Institut Ungu Gandeng YouSure dan Lembaga-Lembaga Lainnya dalam Dialog Seni dan HAM

Yogyakarta, 20 November 2020—Youth Studies Center (YouSure) Fisipol UGM ikut terlibat dan bersinergi dalam Dialog Seni dan HAM oleh Institut Ungu dalam rangka menyambut 16 Hari Kampanye Anti Kekerasan terhadap perempuan dan Hari Hak Asasi Manusia pada 25 November – 10 Desember.

Institut Ungu adalah sebuah organisasi seni budaya yang mempromosikan kesetaraan gender dan hak asasi manusia. Berdiri tahun 2003, Institut Ungu telah menghasilkan berbagai karya seni dan kegiatan-kegiatan edukasi atau kampanye terkait HAM.

Rangkaian kegiatan Dialog Seni dan HAM dilaksanakan untuk mengajukan gagasan bahwa hak asasi manusia (HAM) dan seni mempunyai hubungan yang sangat dekat dan saling membutuhkan. Menurut konferensi pers Dialog Seni dan HAM (19/11), Institut Ungu berupaya mengangkat dan menyampaikan isu-isu HAM melalui intervensi seni budaya dengan berkolaborasi bersama berbagai pihak, yaitu lima grup teater dari lima kota di Indonesia, YouSure UGM, Kontras, Amnesty International, Perempuan Mahardhika, Jakarta Feminist, Koalisi Seni Indonesia, Sahabat Seni Nusantara, dan Jaringan Seni Perempuan.

Faiza Mardzoeki, produser sekaligus penerjemah naskah teater film yang diusung dalam kegiatan tersebut, merasa bahwa persoalan pelanggaran HAM di Indonesia sampai hari ini belum mengalami kemajuan yang signifikan.

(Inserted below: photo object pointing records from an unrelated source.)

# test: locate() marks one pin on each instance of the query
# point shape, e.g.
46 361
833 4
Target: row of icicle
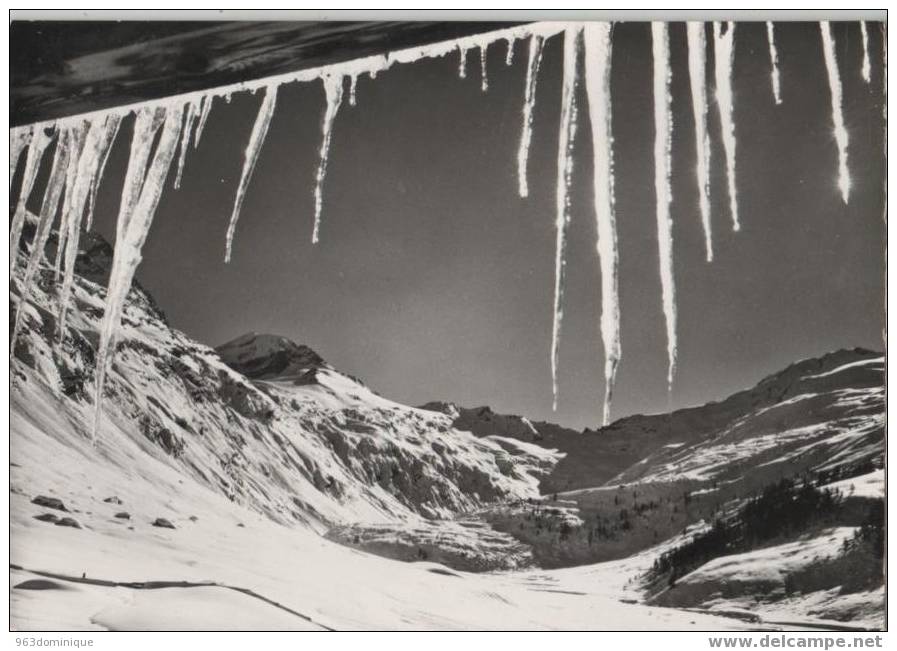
163 128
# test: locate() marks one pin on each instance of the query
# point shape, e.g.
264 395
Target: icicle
529 104
112 125
48 209
834 81
697 72
484 75
663 132
333 88
19 139
597 71
88 163
565 174
353 82
724 52
205 109
36 148
866 70
773 62
77 136
256 140
186 133
133 226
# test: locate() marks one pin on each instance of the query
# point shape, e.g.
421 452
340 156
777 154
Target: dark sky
434 280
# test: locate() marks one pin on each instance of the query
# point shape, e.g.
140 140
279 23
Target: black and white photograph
454 321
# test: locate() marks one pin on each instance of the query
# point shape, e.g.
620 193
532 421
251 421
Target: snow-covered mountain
822 414
256 473
262 420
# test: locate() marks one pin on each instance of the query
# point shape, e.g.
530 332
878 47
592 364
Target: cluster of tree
847 471
782 510
859 566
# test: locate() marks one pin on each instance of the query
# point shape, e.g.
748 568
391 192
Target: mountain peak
265 356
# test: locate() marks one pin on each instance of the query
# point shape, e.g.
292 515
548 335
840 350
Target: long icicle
773 62
112 125
834 82
724 53
566 138
663 132
19 139
36 150
598 50
333 89
132 229
77 136
866 70
697 72
190 116
86 172
49 206
256 140
529 104
204 110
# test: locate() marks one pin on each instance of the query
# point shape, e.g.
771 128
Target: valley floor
226 567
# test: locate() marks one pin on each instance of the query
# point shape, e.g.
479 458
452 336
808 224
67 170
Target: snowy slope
822 414
318 448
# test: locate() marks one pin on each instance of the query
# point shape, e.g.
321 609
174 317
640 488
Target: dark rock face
265 356
49 502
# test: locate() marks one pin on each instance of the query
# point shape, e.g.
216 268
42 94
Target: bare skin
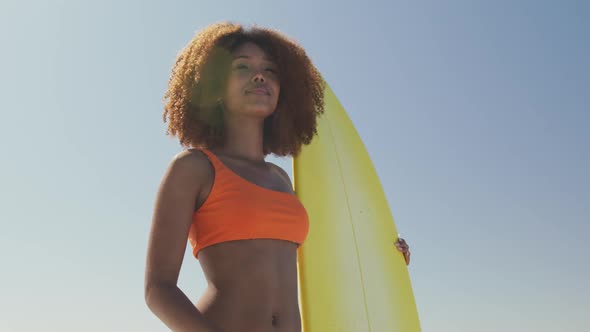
252 284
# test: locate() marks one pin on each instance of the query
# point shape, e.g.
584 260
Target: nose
258 77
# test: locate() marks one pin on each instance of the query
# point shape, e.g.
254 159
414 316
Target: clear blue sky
475 114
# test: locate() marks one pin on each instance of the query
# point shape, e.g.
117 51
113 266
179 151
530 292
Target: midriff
252 286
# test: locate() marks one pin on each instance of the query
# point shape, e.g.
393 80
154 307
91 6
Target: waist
255 309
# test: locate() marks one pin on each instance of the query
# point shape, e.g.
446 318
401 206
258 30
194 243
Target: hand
402 246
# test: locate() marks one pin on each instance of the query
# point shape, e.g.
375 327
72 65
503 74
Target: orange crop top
237 209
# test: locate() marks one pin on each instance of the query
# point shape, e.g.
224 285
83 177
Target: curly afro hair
198 80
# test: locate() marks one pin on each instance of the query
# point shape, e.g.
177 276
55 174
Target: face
253 83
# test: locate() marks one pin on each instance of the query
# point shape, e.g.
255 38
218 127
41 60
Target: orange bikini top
237 209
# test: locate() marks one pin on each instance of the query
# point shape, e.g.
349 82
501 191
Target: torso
252 284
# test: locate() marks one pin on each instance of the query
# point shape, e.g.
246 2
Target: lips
259 91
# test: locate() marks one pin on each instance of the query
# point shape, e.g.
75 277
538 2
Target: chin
260 110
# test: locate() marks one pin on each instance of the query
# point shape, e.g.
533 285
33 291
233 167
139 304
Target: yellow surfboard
351 277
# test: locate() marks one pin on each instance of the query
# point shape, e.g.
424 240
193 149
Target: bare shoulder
283 174
187 174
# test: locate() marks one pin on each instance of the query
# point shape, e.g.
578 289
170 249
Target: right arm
171 222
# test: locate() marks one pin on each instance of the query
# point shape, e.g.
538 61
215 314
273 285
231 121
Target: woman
234 96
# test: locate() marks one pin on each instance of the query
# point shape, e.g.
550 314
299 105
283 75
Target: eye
241 66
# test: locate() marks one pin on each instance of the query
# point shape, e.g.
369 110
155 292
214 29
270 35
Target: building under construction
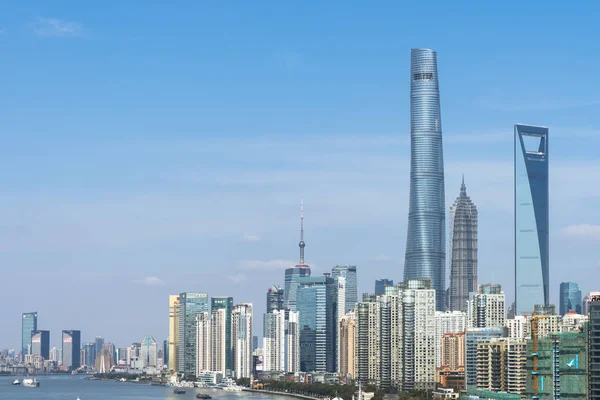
557 366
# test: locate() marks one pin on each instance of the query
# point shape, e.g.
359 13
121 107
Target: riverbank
298 396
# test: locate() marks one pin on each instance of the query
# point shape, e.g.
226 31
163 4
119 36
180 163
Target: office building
557 367
40 344
190 304
463 250
274 341
149 352
203 344
473 337
347 345
71 344
487 308
90 354
531 218
381 284
593 305
274 298
447 322
348 272
425 242
316 305
302 270
419 335
28 325
241 333
570 298
219 340
174 333
226 303
292 342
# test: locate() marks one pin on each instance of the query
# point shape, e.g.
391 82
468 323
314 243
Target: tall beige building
203 348
453 350
174 332
241 340
347 345
218 341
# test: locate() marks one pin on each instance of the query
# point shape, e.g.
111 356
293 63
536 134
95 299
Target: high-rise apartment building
473 337
316 305
348 272
425 242
274 298
570 298
292 274
381 284
226 303
174 333
531 218
241 333
447 322
292 342
419 335
203 343
274 341
347 345
219 340
463 250
190 304
487 308
40 344
28 325
71 344
593 306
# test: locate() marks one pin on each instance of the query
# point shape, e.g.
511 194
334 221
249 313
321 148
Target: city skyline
201 197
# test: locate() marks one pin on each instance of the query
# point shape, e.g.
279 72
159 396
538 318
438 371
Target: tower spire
301 244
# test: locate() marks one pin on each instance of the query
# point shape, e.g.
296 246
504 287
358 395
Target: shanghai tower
425 241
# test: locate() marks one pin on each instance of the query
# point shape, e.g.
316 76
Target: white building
203 348
274 341
447 322
241 333
292 343
218 344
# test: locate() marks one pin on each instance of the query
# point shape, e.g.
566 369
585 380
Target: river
69 387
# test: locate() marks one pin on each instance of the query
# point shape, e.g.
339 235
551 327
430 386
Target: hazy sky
152 148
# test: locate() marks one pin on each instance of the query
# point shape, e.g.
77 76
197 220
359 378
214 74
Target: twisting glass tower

“Tak satu pun kasus pelanggaran HAM di Indonesia diperhatikan secara serius. Mulai dari isu di tahun 1965, 1998, hingga kasus Munir dan Wiji Tukul,” kata Faiza. Padahal, isu HAM seharusnya mendapat perhatian seluruh warga negara. Ia berharap seni hasil berbagai kolaborasi melalui beragam media mampu mengangkat isu-isu pelanggaran HAM dan menjadi sarana untuk menyuarakannya kepada seluruh lapisan masyarakat.

Bersama YouSure Fisipol UGM, Institut Ungu akan merilis podcast Antar Generasi Bicara HAM melalui platform Spotify dan YouTube tanggal 23 November. Dana Fahadi, perwakilan dari YouSure UGM, menyebutkan bahwa anak muda sering dianggap tidak peduli dan tidak berkontribusi terhadap penegakan HAM di Indonesia. Oleh karena itu, podcast ini mempertemukan mahasiswa, pengajar, seniman, dan penyintas korban pelanggaran HAM masa lalu untuk melibatkan perspektif anak-anak muda dalam membicarakan isu pelanggaran HAM. Selain itu, Institut Ungu bersama YouSure akan merilis video Anak Muda Bicara HAM yang melibatkan pelajar serta mahasiswa pada tanggal 30 November.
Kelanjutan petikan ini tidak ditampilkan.